Can anyone tell me if this is good science?
 
Well, it's hard to tell with the partial (as in incomplete) info given in the articles. Though I can answer your question about French women vs American women. The two populations are quite different aside from smoking exposure, and there are many other factors that would make the cancer rates hardly comparable with respect to smoking exposure only.
 
I can answer your question about French women vs American women. The two populations are quite different aside from smoking exposure, and there are many other factors that would make the cancer rates hardly comparable with respect to smoking exposure only.
I thought that at first, too, but a 90% risk increase is hardly something that would be lost in the background noise. Or is it? Surely French health officials have done studies on breast cancer. Wouldn't they have enough data to at least make some meaningful comparason? A 90% risk increase is quite a bit, non?
 
joesixpack said:
I thought that at first, too, but a 90% risk increase is hardly something that would be lost in the background noise. Or is it? Surely French health officials have done studies on breast cancer. Wouldn't they have enough data to at least make some meaningful comparason? A 90% risk increase is quite a bit, non?

I can't say because I'm not one of them their epodemowhatevers either but I am skeptical for many reasons. One huge red flag being...

The 1,200-page report analyzes new data on the extent of Californians' exposure to secondhand smoke and more than 1,000 studies of health effects from secondhand smoke.

emphisis mine.

Cherry_picker.jpg
 
joesixpack said:
I thought that at first, too, but a 90% risk increase is hardly something that would be lost in the background noise. Or is it? Surely French health officials have done studies on breast cancer. Wouldn't they have enough data to at least make some meaningful comparason? A 90% risk increase is quite a bit, non?
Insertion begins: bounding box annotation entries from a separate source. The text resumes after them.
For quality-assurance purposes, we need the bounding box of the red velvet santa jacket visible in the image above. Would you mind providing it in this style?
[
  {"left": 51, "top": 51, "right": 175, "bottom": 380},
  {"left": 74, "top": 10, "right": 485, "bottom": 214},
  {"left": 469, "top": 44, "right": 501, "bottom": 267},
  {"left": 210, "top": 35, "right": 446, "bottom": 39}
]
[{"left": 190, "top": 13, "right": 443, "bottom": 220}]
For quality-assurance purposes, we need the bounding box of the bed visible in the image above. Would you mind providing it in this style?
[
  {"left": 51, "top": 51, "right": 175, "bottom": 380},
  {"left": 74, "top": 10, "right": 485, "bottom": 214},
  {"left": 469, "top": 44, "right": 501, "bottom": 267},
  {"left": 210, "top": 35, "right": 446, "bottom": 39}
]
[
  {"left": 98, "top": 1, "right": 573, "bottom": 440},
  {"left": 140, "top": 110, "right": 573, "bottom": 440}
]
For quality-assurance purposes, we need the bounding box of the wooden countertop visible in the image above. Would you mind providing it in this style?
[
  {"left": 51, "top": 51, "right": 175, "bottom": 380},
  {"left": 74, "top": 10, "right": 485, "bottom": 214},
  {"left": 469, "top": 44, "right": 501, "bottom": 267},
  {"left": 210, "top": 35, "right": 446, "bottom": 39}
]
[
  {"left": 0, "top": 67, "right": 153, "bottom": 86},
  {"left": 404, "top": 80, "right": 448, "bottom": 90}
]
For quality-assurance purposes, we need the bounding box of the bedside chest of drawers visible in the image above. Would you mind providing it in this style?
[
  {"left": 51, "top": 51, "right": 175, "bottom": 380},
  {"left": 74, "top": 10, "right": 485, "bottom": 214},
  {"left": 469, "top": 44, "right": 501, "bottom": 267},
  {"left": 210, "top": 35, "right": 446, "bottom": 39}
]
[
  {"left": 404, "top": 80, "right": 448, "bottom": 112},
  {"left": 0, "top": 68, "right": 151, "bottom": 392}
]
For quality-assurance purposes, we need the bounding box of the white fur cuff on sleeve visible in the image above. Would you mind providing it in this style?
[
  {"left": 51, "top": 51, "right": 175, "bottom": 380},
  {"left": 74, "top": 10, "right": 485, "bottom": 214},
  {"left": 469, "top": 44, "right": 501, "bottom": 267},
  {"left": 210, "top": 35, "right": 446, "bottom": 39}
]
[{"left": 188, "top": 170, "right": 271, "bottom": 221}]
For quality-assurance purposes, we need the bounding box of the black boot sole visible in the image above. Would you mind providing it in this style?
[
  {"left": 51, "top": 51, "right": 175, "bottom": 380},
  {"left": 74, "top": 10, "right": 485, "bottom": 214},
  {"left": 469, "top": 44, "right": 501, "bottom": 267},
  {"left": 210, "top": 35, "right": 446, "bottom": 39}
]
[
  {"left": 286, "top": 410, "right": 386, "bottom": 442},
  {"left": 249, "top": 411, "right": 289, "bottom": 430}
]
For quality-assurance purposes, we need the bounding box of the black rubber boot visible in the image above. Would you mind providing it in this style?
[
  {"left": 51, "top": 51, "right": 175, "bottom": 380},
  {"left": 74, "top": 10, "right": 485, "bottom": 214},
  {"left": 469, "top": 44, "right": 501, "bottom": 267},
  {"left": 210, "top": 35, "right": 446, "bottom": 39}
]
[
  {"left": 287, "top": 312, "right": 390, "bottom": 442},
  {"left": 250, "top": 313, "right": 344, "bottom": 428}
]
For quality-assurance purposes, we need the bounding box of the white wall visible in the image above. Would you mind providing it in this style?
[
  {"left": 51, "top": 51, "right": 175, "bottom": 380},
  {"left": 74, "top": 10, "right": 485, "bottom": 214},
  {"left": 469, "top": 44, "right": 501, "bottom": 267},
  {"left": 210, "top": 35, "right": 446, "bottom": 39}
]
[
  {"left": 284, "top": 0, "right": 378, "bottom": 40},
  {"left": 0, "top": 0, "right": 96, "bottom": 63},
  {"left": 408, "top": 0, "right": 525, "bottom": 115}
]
Not necessarily. From the second article, that 90% seems to be the upper bound of an interval estimate, and basically, it says that exposed women have (at most) 1.9 times (1.26 times at least) the risk to get breast cancer as unexposed women. It doesn't look that impressive if you put it that way does it? A real epidemiologist would know how to interpret those numbers better....
 
This seems like a bogus study. From the first link:
The report also gave more weight to toxicology evidence from animal studies than previous studies by the surgeon general and others

Tobacco companies, in public comments filed with the board, say the report gives little weight to studies that found no breast cancer connection.

Unfortunately, smoking has become so politicized that it is almost impossible to trust any study.

CBL
 
CBL4 said:
This seems like a bogus study. From the first link:

Unfortunately, smoking has become so politicized that it is almost impossible to trust any study.

CBL

I wouldn't necessarily call it bogus, but the reporting is clearly trying to, shall we say, accentuate what the study really shows (though data collection, analysis and actual conclusions might also be flawed).